O turismo rural, além do comprometimento com as atividades agropecuárias, caracteriza-se pela valorização do patrimônio cultural e natural como elementos da oferta turística no meio rural. Assim, deve-se contemplar com a maior autenticidade possível os fatores culturais, por meio do resgate das manifestações e práticas regionais, como o folclore, os trabalhos manuais e a gastronomia.

A culinária de um determinado local está inserida no conjunto de elementos culturais e, desta forma, pertence também ao patrimônio cultural da região. O aprofundamento do estudo sobre a gastronomia como manifestação cultural, e como patrimônio imaterial, é cada vez mais necessário num mundo de costumes globais, onde o turismo cultural e gastronômico está em franca expansão. Há necessidade de investigar profundamente as cozinhas das diversas regiões brasileiras, assim como as cozinhas étnicas, por potencialmente serem grandes atrativos turísticos.

Em relação à gastronomia, a Festa da Linguiça de Maracaju, na cidade de Maracaju, a Festa do Porco no Rolete, na cidade de São Gabriel do Oeste, e as Festas do Peixe de Porto Murtinho e Coxim são iniciativas locais de mostrar o alimento como atrativo na captação de turistas e visitantes.
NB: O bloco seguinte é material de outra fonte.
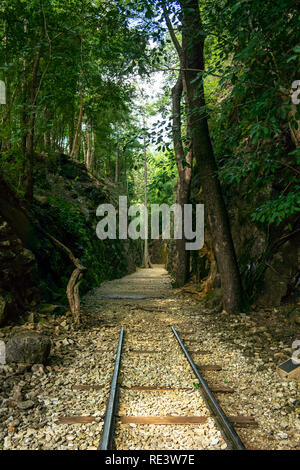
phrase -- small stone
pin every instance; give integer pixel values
(282, 435)
(25, 405)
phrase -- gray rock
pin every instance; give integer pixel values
(25, 405)
(29, 347)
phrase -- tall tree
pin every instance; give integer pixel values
(191, 57)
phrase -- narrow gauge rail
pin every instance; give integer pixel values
(226, 428)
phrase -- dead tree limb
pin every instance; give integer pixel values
(75, 280)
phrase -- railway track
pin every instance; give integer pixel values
(224, 423)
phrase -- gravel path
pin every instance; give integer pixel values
(33, 400)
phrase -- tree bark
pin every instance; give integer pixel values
(184, 173)
(78, 128)
(117, 157)
(206, 168)
(31, 123)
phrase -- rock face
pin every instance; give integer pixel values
(30, 348)
(18, 286)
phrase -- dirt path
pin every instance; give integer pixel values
(145, 304)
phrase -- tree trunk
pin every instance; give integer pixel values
(78, 128)
(206, 168)
(88, 147)
(184, 173)
(117, 157)
(31, 126)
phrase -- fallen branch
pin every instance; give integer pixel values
(75, 280)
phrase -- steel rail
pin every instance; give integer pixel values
(106, 442)
(227, 429)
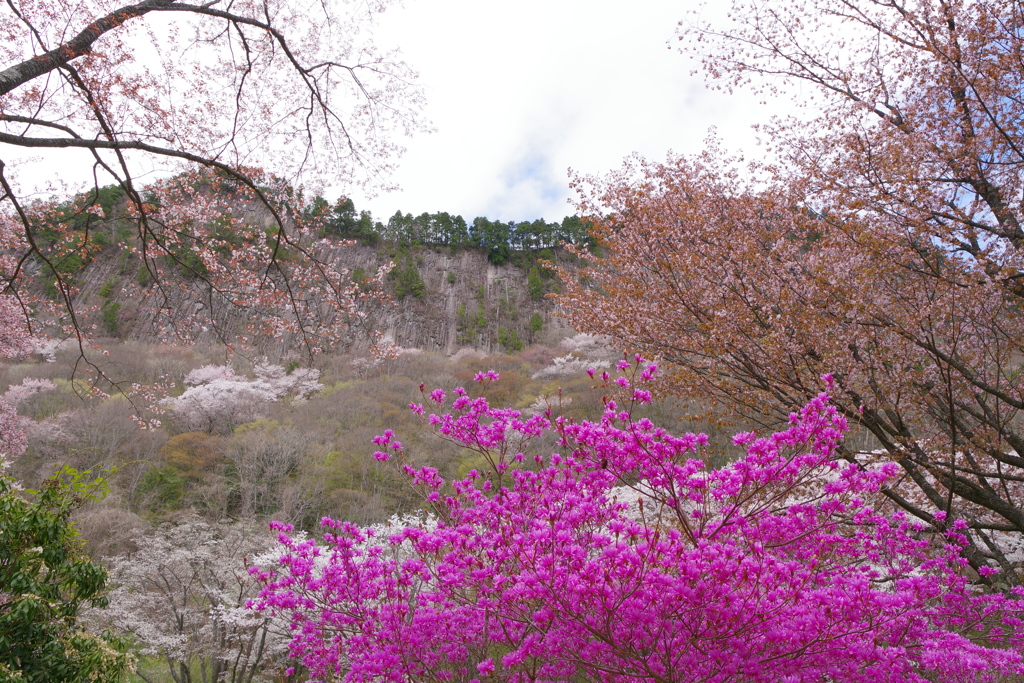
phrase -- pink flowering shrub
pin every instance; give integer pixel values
(624, 557)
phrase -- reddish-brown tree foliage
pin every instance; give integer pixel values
(884, 245)
(214, 90)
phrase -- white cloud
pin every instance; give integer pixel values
(522, 91)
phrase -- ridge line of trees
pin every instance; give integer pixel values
(498, 239)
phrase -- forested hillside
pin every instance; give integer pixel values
(434, 282)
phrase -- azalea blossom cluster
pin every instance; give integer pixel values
(623, 556)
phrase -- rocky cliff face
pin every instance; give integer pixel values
(436, 301)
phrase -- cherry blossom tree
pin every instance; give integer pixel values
(216, 399)
(171, 86)
(624, 557)
(882, 244)
(182, 594)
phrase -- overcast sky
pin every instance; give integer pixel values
(522, 91)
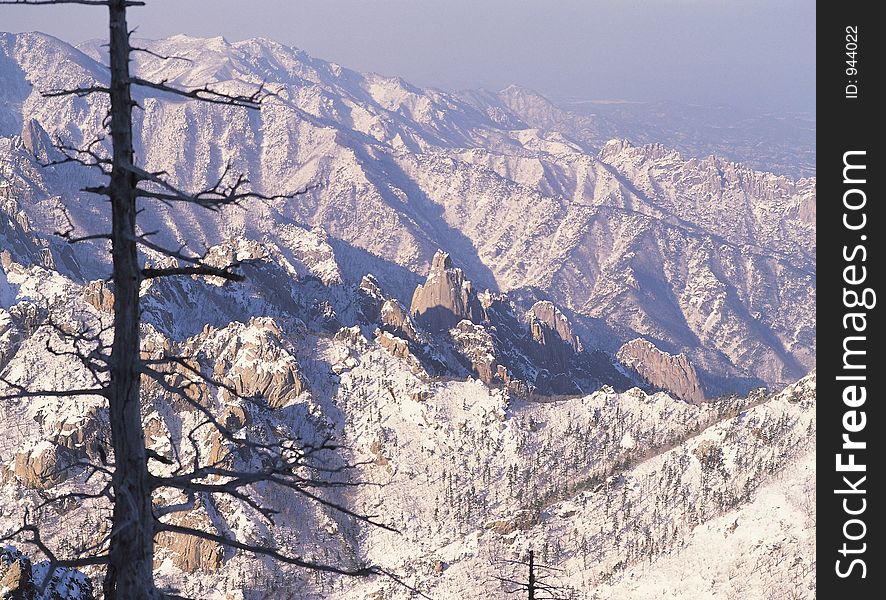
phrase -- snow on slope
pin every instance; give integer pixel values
(704, 256)
(613, 488)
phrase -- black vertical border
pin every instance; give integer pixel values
(849, 124)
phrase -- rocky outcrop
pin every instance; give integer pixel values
(16, 575)
(255, 362)
(546, 321)
(191, 554)
(42, 466)
(551, 330)
(673, 373)
(20, 579)
(395, 318)
(446, 298)
(99, 294)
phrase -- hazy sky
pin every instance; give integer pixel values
(748, 53)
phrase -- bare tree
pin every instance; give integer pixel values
(118, 369)
(538, 584)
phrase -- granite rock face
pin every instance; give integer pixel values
(673, 373)
(446, 298)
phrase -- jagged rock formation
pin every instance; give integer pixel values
(446, 297)
(20, 579)
(673, 373)
(634, 239)
(100, 295)
(16, 575)
(714, 259)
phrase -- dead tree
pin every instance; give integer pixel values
(538, 584)
(118, 368)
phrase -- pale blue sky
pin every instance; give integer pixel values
(748, 53)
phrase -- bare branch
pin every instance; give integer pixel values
(151, 273)
(206, 94)
(265, 551)
(160, 56)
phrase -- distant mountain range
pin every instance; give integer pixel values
(469, 299)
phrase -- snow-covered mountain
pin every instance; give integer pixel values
(625, 492)
(466, 302)
(700, 256)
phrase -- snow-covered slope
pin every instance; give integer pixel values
(625, 492)
(489, 415)
(700, 256)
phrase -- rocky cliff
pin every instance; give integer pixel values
(662, 370)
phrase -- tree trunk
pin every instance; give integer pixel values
(130, 569)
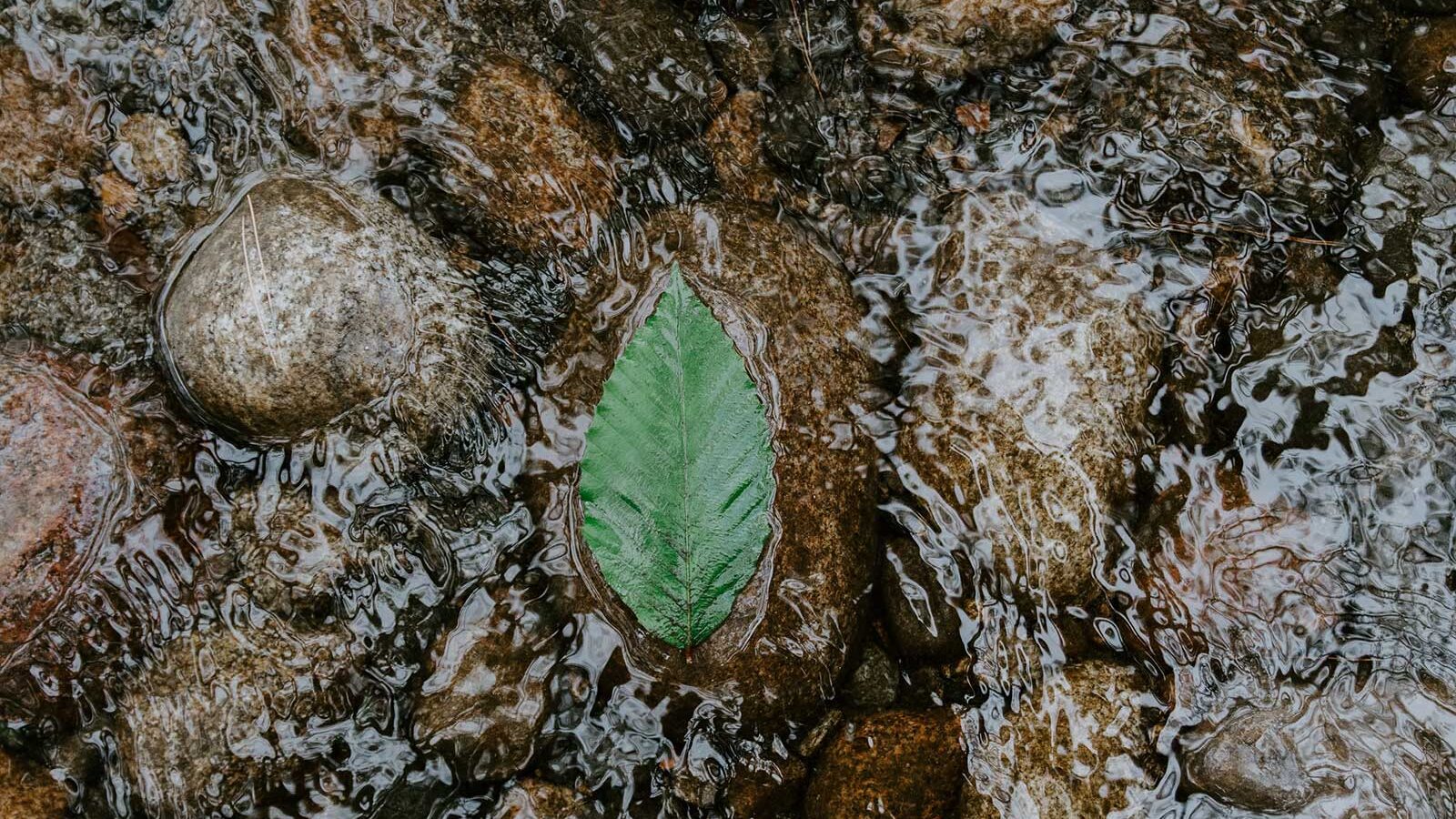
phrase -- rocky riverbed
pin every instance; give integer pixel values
(727, 409)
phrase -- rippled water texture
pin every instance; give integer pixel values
(1107, 351)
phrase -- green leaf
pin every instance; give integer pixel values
(677, 474)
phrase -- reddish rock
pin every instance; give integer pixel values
(60, 467)
(44, 146)
(1426, 62)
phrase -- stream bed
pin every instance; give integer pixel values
(727, 409)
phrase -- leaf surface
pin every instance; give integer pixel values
(677, 472)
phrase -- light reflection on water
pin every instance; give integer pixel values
(1132, 360)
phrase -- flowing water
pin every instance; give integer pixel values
(1106, 347)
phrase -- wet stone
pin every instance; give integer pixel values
(484, 695)
(538, 799)
(222, 720)
(29, 792)
(44, 147)
(62, 467)
(1426, 62)
(1024, 405)
(1206, 126)
(526, 162)
(733, 142)
(309, 300)
(1079, 746)
(944, 41)
(906, 763)
(1251, 763)
(922, 622)
(785, 642)
(1407, 184)
(58, 285)
(647, 60)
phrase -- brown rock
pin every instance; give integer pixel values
(58, 285)
(62, 471)
(535, 799)
(529, 164)
(766, 790)
(1026, 402)
(1079, 746)
(733, 142)
(484, 697)
(28, 792)
(905, 763)
(1257, 584)
(943, 41)
(919, 612)
(1426, 62)
(213, 723)
(793, 315)
(44, 147)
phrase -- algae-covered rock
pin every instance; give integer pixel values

Outro exemplo de inserção do alimento como forma de atração turística é a Festa da Farinha de Anastácio, que dá destaque à farinha de mandioca em suas diversas formas e preparos. É fato interessante que o carro-chefe da gastronomia do evento seja a buchada de bode (prato feito à base de vísceras de ovinos e caprinos).

Diversas cidades em Mato Grosso do Sul promovem eventos de abrangência municipal, tendo a carne ovina como chamariz. No entanto, normalmente são apenas eventos com a intenção de arrecadar recursos para entidades filantrópicas, sem compromisso efetivo com a promoção e divulgação da carne ovina e sem condições de perdurarem.

É interessante mencionar que existem políticas públicas incipientes – em Caarapó, em Ivinhema e em Nioaque – para estimular a produção de artesanato à base de lã e de pele de ovinos, com a15 Introdução utilização de corantes naturais para a confecção de mantas, tapetes, baixeiros e outros artefatos.